I recently watched this Livewire Markets episode, where Chris Brycki, Founder and CEO of Stockspot, Australia's leading robo adviser was, in my humble opinion, not being taken too seriously. Chris was also a guest of mine in Episode 05 of Masters in Investing where we go deep into the basics of investing, the odds of success and why stock picking is a mug's game.
During this episode, the host throws a handful of LIC (Listed Investment Company) ideas to the guests for a BUY, HOLD, SELL recommendation. Chris rated each as a SELL - laughter was all that Chris received.
I decided to take a look at the so called "three of the sectors best". I took each of the LIC's discussed in the show, and compared their total return performance to either their own index and/or an equal. Here's what I found:
WAM Capital (purple line)
This one is run by investor Geoff Wilson, and it's been running for a lot longer than the other two. It's most recent performance has been nothing but sub-par, as indicated by the purple line in the below 3 charts. I mean, it under performs it's own index. There's nothing else I need to say here - just buy the damn index.
RF1 - Since Inception (purple line)
This one's only been running since September 2020 - not much data on it. The LIC has done really well, although trying to see through the underlying exposure is a little hard. Interestingly the performance leading up until the COVID collapse was more or less in line with the index, in fact, at times worse.
The fee structure is super high, 1.50% pa and a 20% performance fee with the hurdle being the RBA cash rate! Time will tell with this one, I'm not confident. History tells us, the higher the fee structure, the less likely the chances of outperforming over the long-run. It's really hard to tell based on 1 year of outperformance.
PL8 - Since Inception (orange line)
This one has been running since 2017, and although it has a few years' under it's belt, it's failed to beat it's own benchmark. The chart below doesn't show this, as I didn't have the index data available to me (S&P/ASX 200 Franking Credit Adjusted Daily Total Return Index), but simply referring to the funds own website, the fund has failed to beat it's own benchmark since inception.
When it comes to investing in public markets such as the stock market, you either have a set of rules to play by or you don't. In other words, you are clear on your investment philosophy and you have facts and research to back you up, or you're flying by the seat of your pants. You're either investing, or you're gambling. I think it's as simple as that.
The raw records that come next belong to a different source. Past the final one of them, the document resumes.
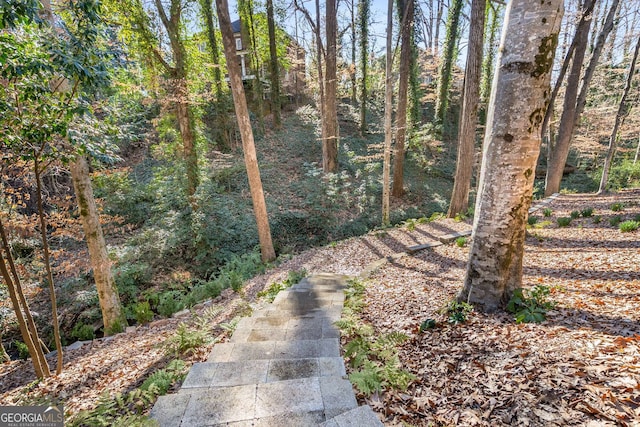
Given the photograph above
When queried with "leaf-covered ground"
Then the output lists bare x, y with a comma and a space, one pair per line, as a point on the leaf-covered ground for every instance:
580, 367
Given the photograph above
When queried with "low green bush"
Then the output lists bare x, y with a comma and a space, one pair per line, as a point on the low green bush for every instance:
628, 226
587, 212
530, 305
83, 332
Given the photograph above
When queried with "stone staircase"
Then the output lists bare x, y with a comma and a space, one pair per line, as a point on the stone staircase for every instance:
282, 367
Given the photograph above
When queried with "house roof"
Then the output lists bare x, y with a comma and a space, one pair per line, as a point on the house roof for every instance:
235, 26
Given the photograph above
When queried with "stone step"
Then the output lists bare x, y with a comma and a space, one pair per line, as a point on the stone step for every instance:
226, 374
298, 349
297, 402
362, 416
279, 328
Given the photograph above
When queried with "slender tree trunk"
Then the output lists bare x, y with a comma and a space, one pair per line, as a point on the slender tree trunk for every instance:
510, 151
469, 118
388, 97
47, 263
436, 39
555, 168
448, 59
330, 141
493, 13
405, 10
113, 317
221, 132
623, 112
26, 323
273, 67
593, 62
248, 145
354, 54
178, 73
363, 18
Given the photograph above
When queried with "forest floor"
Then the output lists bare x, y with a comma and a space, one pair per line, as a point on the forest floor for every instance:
579, 367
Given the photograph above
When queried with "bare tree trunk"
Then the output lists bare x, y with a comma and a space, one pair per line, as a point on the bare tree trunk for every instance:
47, 262
363, 18
511, 148
354, 80
222, 123
595, 58
469, 117
248, 145
406, 11
273, 65
113, 317
446, 64
623, 112
436, 38
330, 141
388, 95
487, 66
26, 324
555, 168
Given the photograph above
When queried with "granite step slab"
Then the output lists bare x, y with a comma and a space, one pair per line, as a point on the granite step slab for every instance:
226, 374
362, 416
298, 349
307, 401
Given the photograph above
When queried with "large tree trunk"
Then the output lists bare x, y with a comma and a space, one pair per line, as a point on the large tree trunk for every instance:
405, 10
363, 18
388, 96
511, 148
447, 61
330, 140
246, 133
560, 151
623, 111
469, 117
113, 317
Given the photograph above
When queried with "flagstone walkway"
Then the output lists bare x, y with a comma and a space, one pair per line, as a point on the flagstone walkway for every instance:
282, 367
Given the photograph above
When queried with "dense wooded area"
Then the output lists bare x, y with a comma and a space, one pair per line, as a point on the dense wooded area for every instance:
155, 153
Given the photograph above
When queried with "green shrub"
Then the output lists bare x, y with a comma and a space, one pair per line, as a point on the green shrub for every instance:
272, 291
530, 306
170, 302
457, 312
142, 312
186, 340
83, 332
614, 221
587, 212
131, 279
616, 207
23, 350
628, 226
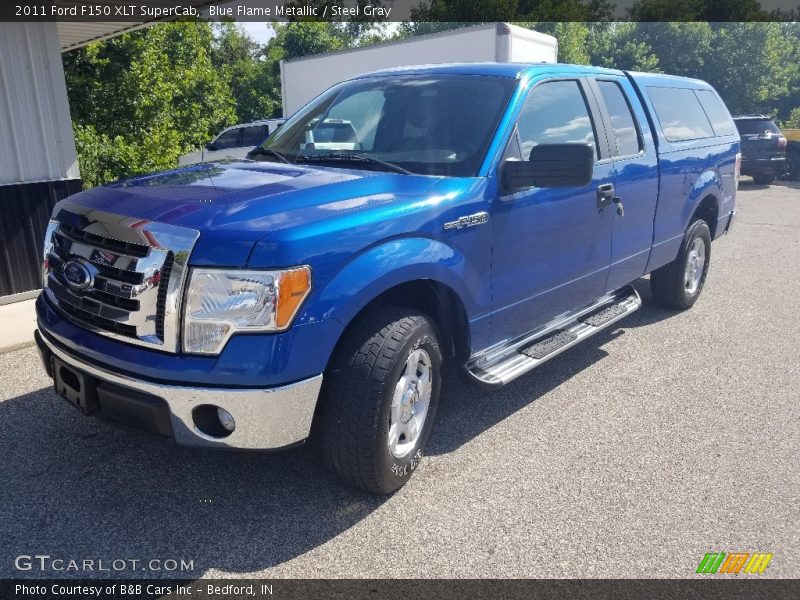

If anyone has any idea about how markets works, the odds of long-term success, fee structures, sustainability of short-term returns and so on, you will know how difficult it is to beat the market. It's hard to excited about boring indexes and ETFs, but the fact is, let me say that again, the fact is, is that you're not going to find a better way to stack the odds of success in your favour. It's basic mathematics. Chris actually wrote an excellent article about all of this recently. If you're interested, you can read it here, I strongly encourage you to do so.
I just don't think there's anything regal about these LICs.